Ranong is the most northerly province on Thailand’s Andaman coast, located 568 kilometers from Bangkok. Ranong is known for its long rainy season, which lasts for 8 months each year. A mountainous and heavily forested province, Ranong is best known for its capital city of the same name, which serves as a major fishing and trading port. It was originally settled by the Hokkian Chinese, and their strong influence remains evident in the town. Ranong town is also a gateway to Myanmar, with colorful longboats ferrying produce and people across the narrow divide that separates the two countries. The traffic is even heavier these days since a casino opened at Victoria Point in Myanmar. Just outside of Ranong town are the famous Ranong hot springs, where an arboretum and various first-class hotels cater to visitors eager to benefit from the medicinal properties of the mineral waters.
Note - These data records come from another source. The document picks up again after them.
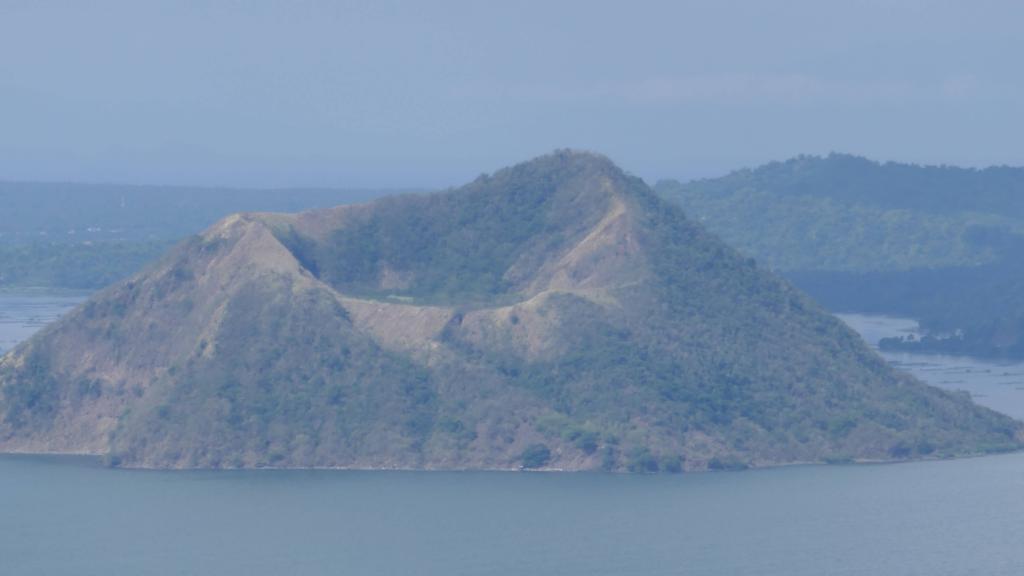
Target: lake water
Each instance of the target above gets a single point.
(68, 516)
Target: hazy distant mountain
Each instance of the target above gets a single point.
(556, 314)
(941, 244)
(58, 235)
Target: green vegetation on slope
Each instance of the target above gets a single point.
(86, 237)
(939, 244)
(556, 314)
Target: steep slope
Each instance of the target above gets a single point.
(556, 314)
(940, 244)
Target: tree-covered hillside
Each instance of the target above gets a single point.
(939, 244)
(556, 314)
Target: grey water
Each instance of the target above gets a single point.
(997, 384)
(70, 516)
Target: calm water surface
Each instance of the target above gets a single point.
(66, 516)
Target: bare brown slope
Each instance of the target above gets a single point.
(556, 303)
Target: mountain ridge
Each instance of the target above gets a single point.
(556, 314)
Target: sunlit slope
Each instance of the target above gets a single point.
(556, 314)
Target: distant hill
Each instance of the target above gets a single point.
(554, 315)
(79, 236)
(944, 245)
(851, 214)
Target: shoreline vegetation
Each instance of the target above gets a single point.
(556, 314)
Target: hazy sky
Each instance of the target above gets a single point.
(432, 93)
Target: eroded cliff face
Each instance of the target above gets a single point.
(555, 310)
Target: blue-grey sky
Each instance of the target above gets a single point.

Ranong Province, one of the wettest in Thailand has a number of other distinctive characteristics: The province features sixty-two islands, many fine beaches, unspoiled forests, and refreshing waterfalls, many of which are incorporated in national parks or wildlife sanctuaries. Ranong is also known for its hot springs and unspoiled mangrove forests. Ranong is a major border crossing between Thailand and neighboring Myanmar and also contains the narrowest point on the Malayan Peninsula.
- May through October are the rainiest of all Ranong’s Rainy Months.
- For a real off-the-beaten path Thai island, Ranong’s Phayam is one of the least visited in Thailand.